In a panel discussion at ‘Reuters Events: Pharma 2021’, Victoria DiBiaso, Global Head, Patient Informed Development and Health Value Translation, Sanofi, notes that it is important for clinical trials to “mirror real-life conditions”. When a treatment is prescribed to be taken in the home setting, a patient will not be able to touch base with a healthcare professional as often, nor will educational support be as readily available. Conditions like this accurately depict the realities of the standard of care outside clinical environments, and technologies such as artificial intelligence and personal monitoring software allow scientists to replicate rigorous laboratory controls.


Furthermore, bringing trials into the home can greatly improve access for marginalised communities, who may not have been able to reach clinical environments, thus leaving them out of the patient pool and potentially unable to benefit from drugs that fit their needs. Also speaking at the Reuters event, Kate Wilson, Associate Director, Head of Health Equity, Global Clinical Operations, Biogen, states: “It is critical for clinical trial participants to accurately represent the populations that medicine is designed to treat; however, we know that many people are not well represented in clinical trials.” In support of this, a study released by the FDA in 2020 found that white and non-Hispanic Americans make up the majority of clinical trial participants in the USA, despite the Hispanic group accounting for 18.1% of Americans, according to Clinical Research Pathways.


Translate patient insights into actions that develop new healthcare solutions

This disparity in trial participation results in a lack of clarity for under-represented groups who tend to suffer from certain diseases more frequently than others. For example, diseases such as lupus are two to three times more common in women of colour than in white women. But that’s not all, decentralised trials also enable patients to enjoy the convenience of having drugs and trial materials delivered to their doors, without the need to spend long stints in hospitals.

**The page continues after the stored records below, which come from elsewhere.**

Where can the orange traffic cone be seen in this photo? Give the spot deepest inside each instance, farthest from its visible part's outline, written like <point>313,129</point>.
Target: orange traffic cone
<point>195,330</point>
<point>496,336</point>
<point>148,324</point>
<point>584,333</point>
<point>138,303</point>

While pharma has done well to develop decentralised trials, there are still improvements to be made. DiBiaso comments that pharma companies must “translate patient insights into actions that develop new healthcare solutions, with meaningful outcomes that address unmet need”. This unmet need can be satiated through working with patient groups to gain insight on what patients truly experience in the world outside clinical trials. Pharma companies must continue listening to patient insights to work through the remaining knots in real-world replication and truly represent the reality of care. DiBiaso comments that Sanofi is seeking advice on trials in 33 different countries to gather more than just the global view, digging deep into communities to truly reflect accurate patient outcomes.


Replicating a patient’s reality in clinical trials is something pharma companies must strive for in order to generate results that will accurately reflect how a drug will perform outside the lab. Convenience and access for patients must also continue to shine as a key marker of success of trials in the future. Progress has been made, but there is still work to be done toward true transformation; a goal that both pharma and patients will continue to march towards together.